I’m faced with a moral dilemma. Do I hang my fat ass over some business man’s laptop so the cart can squeeze by, or squirm in my seat while reading through three magazines and memorizing what to do in case of a water landing?

We’re talking the law of diminishing returns here. The older I get, the more I’m fighting with muscles that, during childbirth, were stretched tighter than a sweater on Dolly Parton. As my bladder gets weaker, my legs are also getting weaker, making it harder to leap over the beverage cart. Thighs, don’t fail me now!

If there is an upside to the whole flying experience, it’s that now that they no longer serve a snack box with a roll and a scabby old apple, I have the perfect excuse to snarf down a Cinnabon.

If you see me squirming on the plane, it’s either because my blood sugar is dropping after an airport carbohydrate rush, or I refuse to stick my butt into somebody else’s diet Coke and peanuts. I’m still waiting for mine.

12 thoughts on “The friendly skies

  1. You’ve hit upon the reason I refuse to fly any longer. If I can’t drive there and stop and pee when I want to, I’m not going.

  2. Chuckling at Alexander’s comment. I’m willing to bet someone’s tried that already. My personal hell on a plane comes from my brain, I’m pretty sure. As soon as I get settled in my seat, my brain tells my legs it’s time to party. My legs and feet cannot be still. Sometimes I try to corral their angst by tapping out imaginary time to a song in my head or from my iPod. It works for maybe 10 minutes, then I’m back to being in anxiety overload. After I order a drink (usually gin and tonic) I calm down a little, but my neighbors are pretty pissed by that time. Of course, cue my realization that my laptop’s in the overhead, and I have to shove my fat ass in someone’s face to get to it. I’m about as popular as a screaming baby by the time we reach our destination.

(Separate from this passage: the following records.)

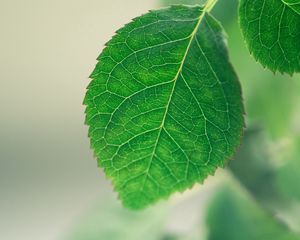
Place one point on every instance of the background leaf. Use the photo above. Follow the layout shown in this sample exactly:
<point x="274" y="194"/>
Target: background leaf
<point x="271" y="31"/>
<point x="234" y="215"/>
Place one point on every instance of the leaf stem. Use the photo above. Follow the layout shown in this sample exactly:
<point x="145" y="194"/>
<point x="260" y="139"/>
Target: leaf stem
<point x="209" y="5"/>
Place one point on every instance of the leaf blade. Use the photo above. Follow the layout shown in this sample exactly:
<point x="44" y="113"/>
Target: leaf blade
<point x="147" y="100"/>
<point x="270" y="29"/>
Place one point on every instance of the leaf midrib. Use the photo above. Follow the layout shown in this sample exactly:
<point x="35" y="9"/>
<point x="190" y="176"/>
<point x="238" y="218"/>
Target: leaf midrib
<point x="193" y="35"/>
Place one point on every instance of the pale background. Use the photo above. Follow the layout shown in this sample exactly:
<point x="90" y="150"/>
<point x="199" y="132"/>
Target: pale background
<point x="48" y="176"/>
<point x="50" y="186"/>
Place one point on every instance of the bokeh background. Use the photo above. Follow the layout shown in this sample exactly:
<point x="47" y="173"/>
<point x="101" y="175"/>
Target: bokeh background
<point x="50" y="186"/>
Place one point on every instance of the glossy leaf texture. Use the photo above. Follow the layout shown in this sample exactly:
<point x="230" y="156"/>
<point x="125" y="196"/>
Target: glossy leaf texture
<point x="272" y="33"/>
<point x="164" y="106"/>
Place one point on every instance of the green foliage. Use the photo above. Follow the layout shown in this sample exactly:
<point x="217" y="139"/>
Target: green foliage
<point x="252" y="166"/>
<point x="164" y="107"/>
<point x="110" y="221"/>
<point x="271" y="31"/>
<point x="293" y="4"/>
<point x="288" y="174"/>
<point x="234" y="215"/>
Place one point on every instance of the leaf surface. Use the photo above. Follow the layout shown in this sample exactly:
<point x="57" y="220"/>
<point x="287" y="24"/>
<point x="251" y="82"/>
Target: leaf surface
<point x="164" y="105"/>
<point x="272" y="33"/>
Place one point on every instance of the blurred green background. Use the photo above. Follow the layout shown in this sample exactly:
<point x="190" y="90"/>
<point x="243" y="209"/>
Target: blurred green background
<point x="50" y="186"/>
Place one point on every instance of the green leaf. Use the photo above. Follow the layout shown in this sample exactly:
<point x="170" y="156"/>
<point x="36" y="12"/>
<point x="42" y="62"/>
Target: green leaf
<point x="234" y="215"/>
<point x="271" y="31"/>
<point x="293" y="4"/>
<point x="164" y="107"/>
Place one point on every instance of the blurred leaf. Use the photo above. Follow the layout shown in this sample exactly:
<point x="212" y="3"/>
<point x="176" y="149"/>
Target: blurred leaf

    • When you know that you can’t get up and move around, you can’t think of anything else.

  3. Just think, if there was a water landing, no one would have to know that you peed in the water…but, let’s hope there’s not watery landings…!! We love you too much to lose you!!

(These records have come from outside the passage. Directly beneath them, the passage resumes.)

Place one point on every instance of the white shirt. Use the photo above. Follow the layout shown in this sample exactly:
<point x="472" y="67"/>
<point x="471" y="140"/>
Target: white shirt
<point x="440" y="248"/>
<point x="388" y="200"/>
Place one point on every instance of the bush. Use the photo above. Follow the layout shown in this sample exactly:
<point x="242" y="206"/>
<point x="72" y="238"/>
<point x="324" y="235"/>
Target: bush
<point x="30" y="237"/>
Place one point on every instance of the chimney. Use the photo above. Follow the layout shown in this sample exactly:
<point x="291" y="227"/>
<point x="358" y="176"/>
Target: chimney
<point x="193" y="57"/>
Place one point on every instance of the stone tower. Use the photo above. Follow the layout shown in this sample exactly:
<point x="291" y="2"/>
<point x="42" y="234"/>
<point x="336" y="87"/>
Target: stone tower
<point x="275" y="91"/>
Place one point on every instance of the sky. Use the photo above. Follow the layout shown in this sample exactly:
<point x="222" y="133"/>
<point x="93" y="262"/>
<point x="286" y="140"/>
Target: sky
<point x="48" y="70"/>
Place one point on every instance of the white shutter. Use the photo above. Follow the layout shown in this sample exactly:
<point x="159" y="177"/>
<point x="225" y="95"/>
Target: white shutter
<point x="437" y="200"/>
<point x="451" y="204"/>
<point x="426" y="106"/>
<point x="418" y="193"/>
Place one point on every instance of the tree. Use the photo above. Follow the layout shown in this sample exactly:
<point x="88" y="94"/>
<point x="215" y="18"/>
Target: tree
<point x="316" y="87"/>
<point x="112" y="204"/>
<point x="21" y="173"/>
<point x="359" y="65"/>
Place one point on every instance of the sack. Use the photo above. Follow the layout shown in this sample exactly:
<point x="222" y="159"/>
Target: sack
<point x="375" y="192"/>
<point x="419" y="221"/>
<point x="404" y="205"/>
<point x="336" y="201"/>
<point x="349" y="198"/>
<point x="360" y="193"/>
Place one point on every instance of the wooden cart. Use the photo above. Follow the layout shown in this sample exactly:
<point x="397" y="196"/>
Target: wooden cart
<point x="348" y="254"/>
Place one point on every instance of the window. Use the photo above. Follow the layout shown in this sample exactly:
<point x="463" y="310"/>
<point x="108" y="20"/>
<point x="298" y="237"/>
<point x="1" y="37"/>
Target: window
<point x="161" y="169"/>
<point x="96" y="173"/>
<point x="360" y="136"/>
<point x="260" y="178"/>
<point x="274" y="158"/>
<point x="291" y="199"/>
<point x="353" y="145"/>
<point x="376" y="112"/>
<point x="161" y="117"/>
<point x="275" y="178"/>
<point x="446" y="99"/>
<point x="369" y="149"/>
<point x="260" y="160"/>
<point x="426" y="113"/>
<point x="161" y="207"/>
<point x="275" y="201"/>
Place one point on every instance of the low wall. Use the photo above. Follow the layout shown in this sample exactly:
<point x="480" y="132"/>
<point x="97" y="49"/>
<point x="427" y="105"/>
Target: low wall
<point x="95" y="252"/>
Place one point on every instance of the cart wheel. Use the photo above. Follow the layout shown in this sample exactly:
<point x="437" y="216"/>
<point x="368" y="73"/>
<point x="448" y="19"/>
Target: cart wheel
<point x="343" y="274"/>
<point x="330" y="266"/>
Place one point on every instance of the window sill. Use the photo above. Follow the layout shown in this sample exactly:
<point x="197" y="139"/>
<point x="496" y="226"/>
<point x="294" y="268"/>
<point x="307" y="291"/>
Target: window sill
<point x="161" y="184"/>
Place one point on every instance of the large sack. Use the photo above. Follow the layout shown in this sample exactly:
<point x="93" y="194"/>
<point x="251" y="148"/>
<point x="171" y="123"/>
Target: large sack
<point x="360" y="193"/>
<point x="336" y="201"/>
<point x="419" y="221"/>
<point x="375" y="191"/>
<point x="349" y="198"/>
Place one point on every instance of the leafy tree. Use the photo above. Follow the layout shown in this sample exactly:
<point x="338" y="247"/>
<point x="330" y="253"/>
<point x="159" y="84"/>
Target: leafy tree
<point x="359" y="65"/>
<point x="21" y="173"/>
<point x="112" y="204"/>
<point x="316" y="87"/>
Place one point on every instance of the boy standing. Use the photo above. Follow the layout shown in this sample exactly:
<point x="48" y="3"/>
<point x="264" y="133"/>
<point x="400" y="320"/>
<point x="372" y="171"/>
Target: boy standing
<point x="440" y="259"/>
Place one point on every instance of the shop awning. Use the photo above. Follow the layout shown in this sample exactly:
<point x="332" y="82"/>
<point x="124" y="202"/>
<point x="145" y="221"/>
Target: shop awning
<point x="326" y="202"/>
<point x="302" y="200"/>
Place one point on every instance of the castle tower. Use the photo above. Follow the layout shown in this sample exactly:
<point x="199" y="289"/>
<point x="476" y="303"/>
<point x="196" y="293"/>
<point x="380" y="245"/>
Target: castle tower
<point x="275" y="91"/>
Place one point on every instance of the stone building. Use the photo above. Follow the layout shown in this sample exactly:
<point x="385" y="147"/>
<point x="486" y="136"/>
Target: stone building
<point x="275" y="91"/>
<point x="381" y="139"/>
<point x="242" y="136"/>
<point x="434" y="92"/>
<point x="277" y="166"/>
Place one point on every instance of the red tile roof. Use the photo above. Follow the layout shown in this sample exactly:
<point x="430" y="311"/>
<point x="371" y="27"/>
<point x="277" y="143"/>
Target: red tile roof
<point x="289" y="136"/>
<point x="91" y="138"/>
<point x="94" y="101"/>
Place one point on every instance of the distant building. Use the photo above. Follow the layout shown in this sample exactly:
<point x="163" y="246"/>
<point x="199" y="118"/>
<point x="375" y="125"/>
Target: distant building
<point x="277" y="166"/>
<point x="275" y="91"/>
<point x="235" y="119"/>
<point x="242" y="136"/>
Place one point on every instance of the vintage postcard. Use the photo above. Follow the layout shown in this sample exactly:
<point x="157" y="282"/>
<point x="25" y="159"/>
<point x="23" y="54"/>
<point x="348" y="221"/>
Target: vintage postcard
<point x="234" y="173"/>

  4. I think that Spenser’s joke shop in the mall sells “sneak it in” bags that are essentially a liquid contraband apparatus you can put in your jacket pocket, or sew into its inner lining. I wouldn’t recommend trying to dupe the TSA, though. They don’t like that. Can’t you bring drinks on the plane, though? I thought if you bought it in the terminal it was fair game– but I haven’t flown in a while.

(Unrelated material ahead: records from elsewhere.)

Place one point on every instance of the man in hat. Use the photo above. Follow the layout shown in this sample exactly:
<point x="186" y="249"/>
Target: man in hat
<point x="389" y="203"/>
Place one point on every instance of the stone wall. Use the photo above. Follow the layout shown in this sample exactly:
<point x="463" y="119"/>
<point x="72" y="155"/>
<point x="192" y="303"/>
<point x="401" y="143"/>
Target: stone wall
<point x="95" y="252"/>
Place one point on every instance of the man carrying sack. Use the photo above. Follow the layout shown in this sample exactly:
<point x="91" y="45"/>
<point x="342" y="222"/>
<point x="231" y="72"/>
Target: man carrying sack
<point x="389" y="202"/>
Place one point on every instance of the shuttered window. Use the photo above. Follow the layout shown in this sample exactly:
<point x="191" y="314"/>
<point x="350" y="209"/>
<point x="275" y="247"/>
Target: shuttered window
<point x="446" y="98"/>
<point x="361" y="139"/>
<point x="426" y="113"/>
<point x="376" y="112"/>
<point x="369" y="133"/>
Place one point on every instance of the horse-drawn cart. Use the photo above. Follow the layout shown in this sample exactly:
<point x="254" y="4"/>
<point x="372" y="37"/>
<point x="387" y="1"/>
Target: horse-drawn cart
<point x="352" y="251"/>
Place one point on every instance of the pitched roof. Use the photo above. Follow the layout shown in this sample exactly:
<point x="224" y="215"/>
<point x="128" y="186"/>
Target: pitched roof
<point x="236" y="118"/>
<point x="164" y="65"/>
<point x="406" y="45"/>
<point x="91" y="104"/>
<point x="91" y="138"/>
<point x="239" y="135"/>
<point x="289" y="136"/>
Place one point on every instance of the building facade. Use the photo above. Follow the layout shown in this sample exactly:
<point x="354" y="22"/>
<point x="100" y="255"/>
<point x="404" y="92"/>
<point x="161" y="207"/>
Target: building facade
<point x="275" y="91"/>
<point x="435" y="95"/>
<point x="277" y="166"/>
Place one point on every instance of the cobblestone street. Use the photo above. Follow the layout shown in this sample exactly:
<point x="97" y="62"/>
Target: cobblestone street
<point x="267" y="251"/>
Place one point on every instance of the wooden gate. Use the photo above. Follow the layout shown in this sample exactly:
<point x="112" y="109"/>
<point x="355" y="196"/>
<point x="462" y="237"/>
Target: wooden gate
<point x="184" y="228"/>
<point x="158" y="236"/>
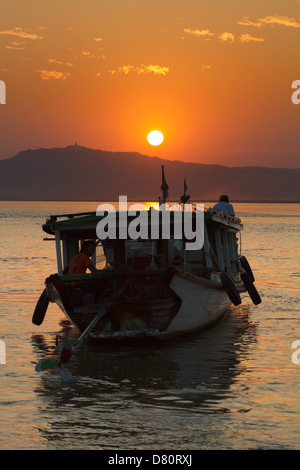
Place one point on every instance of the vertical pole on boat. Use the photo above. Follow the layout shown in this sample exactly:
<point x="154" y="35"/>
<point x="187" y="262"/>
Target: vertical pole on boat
<point x="58" y="252"/>
<point x="164" y="186"/>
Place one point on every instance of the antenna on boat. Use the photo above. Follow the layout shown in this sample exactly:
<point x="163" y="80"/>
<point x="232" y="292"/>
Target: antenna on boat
<point x="186" y="197"/>
<point x="164" y="187"/>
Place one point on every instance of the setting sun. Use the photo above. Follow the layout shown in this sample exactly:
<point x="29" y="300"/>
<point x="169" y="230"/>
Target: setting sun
<point x="155" y="138"/>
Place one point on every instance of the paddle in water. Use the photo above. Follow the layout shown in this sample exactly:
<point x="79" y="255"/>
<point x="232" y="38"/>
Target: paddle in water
<point x="68" y="348"/>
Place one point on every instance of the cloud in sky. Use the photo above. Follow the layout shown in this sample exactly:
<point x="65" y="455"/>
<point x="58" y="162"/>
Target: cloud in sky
<point x="156" y="69"/>
<point x="224" y="37"/>
<point x="59" y="62"/>
<point x="247" y="38"/>
<point x="199" y="32"/>
<point x="53" y="74"/>
<point x="20" y="33"/>
<point x="271" y="20"/>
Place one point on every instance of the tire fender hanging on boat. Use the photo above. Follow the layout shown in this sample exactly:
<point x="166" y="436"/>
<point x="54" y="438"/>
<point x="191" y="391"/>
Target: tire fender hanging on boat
<point x="251" y="289"/>
<point x="246" y="266"/>
<point x="230" y="288"/>
<point x="41" y="308"/>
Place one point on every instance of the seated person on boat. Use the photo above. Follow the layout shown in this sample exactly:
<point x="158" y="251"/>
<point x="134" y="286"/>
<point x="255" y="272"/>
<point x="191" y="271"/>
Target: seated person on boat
<point x="79" y="264"/>
<point x="224" y="206"/>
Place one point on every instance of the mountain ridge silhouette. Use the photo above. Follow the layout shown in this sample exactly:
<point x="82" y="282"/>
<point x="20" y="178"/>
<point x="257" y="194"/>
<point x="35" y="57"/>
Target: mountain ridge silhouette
<point x="78" y="173"/>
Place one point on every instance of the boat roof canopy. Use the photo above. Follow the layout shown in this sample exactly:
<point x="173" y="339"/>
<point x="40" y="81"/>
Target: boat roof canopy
<point x="84" y="224"/>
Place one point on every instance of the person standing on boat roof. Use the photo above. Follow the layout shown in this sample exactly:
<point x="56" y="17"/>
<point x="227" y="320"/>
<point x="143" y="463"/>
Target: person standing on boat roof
<point x="224" y="206"/>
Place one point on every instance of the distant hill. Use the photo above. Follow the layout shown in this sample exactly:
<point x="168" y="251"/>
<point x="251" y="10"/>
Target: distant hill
<point x="81" y="174"/>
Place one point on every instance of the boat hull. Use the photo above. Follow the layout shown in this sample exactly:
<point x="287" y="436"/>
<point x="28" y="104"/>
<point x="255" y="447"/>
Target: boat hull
<point x="190" y="304"/>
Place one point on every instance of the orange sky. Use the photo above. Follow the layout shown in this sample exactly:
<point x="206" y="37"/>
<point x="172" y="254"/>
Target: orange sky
<point x="214" y="76"/>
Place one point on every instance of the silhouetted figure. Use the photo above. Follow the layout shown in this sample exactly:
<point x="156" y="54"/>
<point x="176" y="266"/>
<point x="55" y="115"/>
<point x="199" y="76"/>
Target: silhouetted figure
<point x="224" y="206"/>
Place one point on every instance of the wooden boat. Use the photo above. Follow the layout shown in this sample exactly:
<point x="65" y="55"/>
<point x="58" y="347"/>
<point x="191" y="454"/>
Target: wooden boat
<point x="147" y="288"/>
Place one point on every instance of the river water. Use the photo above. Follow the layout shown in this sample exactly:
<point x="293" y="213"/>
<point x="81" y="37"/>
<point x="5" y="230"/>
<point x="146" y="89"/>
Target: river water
<point x="234" y="386"/>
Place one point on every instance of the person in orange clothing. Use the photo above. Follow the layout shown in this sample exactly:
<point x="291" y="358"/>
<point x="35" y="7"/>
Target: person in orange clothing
<point x="80" y="262"/>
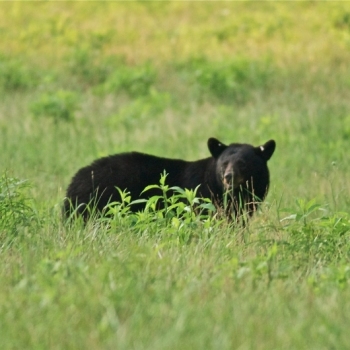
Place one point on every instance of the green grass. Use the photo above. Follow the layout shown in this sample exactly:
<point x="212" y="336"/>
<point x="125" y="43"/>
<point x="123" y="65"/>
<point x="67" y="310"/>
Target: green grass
<point x="79" y="81"/>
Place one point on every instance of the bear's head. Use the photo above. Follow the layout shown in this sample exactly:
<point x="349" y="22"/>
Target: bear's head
<point x="242" y="167"/>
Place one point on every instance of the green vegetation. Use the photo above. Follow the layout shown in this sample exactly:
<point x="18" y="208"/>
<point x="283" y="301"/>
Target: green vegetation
<point x="83" y="80"/>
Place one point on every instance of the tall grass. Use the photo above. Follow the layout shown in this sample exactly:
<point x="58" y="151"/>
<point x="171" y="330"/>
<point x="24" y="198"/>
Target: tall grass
<point x="79" y="81"/>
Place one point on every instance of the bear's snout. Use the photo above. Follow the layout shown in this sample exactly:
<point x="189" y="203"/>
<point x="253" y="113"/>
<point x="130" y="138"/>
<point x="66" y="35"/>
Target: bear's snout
<point x="231" y="179"/>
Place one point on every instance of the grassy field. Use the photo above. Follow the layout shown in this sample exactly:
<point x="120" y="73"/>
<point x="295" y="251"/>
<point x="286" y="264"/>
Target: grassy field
<point x="82" y="80"/>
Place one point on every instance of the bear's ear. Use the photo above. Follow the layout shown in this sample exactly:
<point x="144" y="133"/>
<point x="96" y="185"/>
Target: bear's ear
<point x="266" y="150"/>
<point x="216" y="147"/>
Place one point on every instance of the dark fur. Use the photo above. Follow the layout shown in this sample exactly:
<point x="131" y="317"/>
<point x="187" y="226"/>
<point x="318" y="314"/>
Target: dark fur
<point x="237" y="169"/>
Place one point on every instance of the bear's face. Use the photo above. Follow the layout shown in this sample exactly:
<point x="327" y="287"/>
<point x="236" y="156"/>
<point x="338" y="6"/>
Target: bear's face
<point x="241" y="165"/>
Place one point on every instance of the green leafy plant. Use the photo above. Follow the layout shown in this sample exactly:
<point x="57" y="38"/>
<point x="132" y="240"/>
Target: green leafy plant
<point x="15" y="206"/>
<point x="60" y="105"/>
<point x="135" y="81"/>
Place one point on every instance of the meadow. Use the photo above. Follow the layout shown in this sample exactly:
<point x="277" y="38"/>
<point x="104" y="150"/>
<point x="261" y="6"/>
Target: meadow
<point x="81" y="80"/>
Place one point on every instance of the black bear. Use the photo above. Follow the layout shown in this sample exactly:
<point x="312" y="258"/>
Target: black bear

    • The problem isn’t taking it on the plane so much as waiting till I’m on the plane to eat/drink it. Have you ever tried to practice impulse control with a Cinnabon?

  5. Just linked over to you from humor press. I have entered my first humor press contest and I’ve pretty much just decided that I want to be you (well, and Erma Bombeck of course). Love love love your entries. So funny.

    Thanks for sharing your talent!


    • Good luck on the humorpress competition! I’ve built up an impressive stack of honorable mentions over the last year. I’m so glad you stopped by!

  6. “Have you ever tried to practice impulse control with a Cinnabon?”

    That hard, huh?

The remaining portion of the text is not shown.